I was wondering about these little crabs I saw in petsmart. They arnt the hermits they were ones that could be underwater. I just wanted to know if i could keep one of them in my 29 gallon tank with out a problem. like if they would eat my other fish or corys? or what they eat? or if they need to be out of water sometimes because thats how they were displayed in the petsmart. the lady there wasnt too helpful so i was just wondering if anybody know much about these little guys?


----------



## LittlePuff (Jan 17, 2005)

Was one arm bigger than the other? What color were they?


----------



## Ghost Knife (Mar 12, 2008)

You are referring to Mini-Crabs.
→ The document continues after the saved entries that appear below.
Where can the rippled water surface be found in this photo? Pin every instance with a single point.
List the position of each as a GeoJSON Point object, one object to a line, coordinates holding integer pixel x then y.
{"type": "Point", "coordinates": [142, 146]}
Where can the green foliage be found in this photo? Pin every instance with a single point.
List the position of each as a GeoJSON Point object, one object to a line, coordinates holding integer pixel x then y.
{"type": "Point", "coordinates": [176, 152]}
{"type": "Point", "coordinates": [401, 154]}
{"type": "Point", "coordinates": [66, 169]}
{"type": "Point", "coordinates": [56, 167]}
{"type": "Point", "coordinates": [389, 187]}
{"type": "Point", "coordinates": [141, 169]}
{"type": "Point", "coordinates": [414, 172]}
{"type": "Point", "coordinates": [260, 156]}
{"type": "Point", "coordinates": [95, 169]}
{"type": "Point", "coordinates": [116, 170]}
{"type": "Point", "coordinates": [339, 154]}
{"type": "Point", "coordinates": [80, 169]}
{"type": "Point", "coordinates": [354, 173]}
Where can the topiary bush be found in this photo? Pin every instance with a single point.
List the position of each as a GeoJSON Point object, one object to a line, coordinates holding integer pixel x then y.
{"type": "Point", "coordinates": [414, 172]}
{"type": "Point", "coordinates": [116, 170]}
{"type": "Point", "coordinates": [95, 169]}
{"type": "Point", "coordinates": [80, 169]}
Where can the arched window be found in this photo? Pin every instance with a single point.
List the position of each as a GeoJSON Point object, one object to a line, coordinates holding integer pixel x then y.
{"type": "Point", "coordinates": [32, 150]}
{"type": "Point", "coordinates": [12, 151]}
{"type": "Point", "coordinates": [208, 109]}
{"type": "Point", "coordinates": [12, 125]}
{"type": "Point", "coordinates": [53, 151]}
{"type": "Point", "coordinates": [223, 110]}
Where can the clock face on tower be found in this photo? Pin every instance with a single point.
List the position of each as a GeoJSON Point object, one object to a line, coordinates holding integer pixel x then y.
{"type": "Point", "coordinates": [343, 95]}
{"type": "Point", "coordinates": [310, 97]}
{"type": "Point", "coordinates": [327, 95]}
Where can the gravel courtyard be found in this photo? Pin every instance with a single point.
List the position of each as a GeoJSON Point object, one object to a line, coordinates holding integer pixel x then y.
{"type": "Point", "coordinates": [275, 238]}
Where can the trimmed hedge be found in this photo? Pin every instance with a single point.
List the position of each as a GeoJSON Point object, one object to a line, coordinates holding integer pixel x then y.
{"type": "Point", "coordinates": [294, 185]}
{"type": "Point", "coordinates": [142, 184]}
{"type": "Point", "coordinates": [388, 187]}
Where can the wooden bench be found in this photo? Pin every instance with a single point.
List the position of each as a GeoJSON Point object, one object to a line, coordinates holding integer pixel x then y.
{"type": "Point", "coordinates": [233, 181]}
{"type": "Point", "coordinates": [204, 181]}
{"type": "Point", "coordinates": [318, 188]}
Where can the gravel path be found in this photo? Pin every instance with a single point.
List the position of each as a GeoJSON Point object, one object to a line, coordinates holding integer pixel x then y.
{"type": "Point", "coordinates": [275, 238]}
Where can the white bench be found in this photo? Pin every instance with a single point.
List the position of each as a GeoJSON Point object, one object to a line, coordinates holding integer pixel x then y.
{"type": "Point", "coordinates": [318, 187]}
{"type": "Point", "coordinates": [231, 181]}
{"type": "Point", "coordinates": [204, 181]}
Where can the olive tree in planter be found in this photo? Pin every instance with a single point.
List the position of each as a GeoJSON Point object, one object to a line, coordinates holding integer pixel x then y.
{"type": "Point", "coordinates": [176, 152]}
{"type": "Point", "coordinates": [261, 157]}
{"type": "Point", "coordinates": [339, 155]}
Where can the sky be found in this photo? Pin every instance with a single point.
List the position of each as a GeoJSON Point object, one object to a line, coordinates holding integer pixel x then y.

They also carry Red Clawed Crabs. These crabs require a brackish tank with a couple inches of water with plenty of ways to get above water for air. They really can be quite difficult to keep alive during molting and their lifespan is generally less than 2-3 years. I have kept land hermit crabs for 4 years now and thoroughly researched these guys, but decided not to keep these brackish water crabs because of their really short lifespans. BTW land hermit crabs can live up to 30-40 years and I still have several that I started with 4 years ago.


----------



## trashion (Aug 24, 2007)

They are probably fiddler crabs. Brackish water, not freshwater. I would keep them in a species tank.


----------



## Asully70 (Aug 22, 2008)

they were the red clawed crabs. they look kinda neat but i think i would have to have a whole other tank to actually keep them. thanks for the info though


----------



## Ghost Knife (Mar 12, 2008)

Asully70 said:


> they were the red clawed crabs. they look kinda neat but i think i would have to have a whole other tank to actually keep them. thanks for the info though


No problem at all. I have always been fascinated by Crustaceans as they are the clean up crew for a large portion of the world, although my land hermit crabs eat much better than they would in the wild. I keep them in a 75G terrarium with 200 lbs. of sand.


----------



## Plecostomus (Jul 31, 2006)

I have kept a red crab before, and it did okay in my freshwater tank even though I didn't know at the time it was brackish. I didn't realize how much time it would spend out of the water! Its favorite place was half in half out of the water in the filter. It climbed up the heater then over to the filter to get up there. I thought one day it might escape from my tank, so I duct taped off the opening by the filter so it wouldn't be able to get out. No success, a few days later, it was gone. I searched all over for it in my room, and there was no trace of it. The next morning we found it all the way downstairs hiding under my dad's breifcase still alive! It wandered all the way to the other side of the house in one night! We were lucky to find it, so I promptly put the crab back in the tank, but a few weeks later, it somehow escaped again despite all the duct tape, and I found it's dead shell in my closet a few months later. The crab was really cool though, and it is definetly a scavenger animal. One of my danios wasn't doing so hot at the time, just sitting at the bottom of the tank, and the crab sneaked up really slowly and then lunged, but the danio darted away. I also saw it digging or something in the soil of one of my plants, it could have been eating the roots, but I couldn't tell for sure.


----------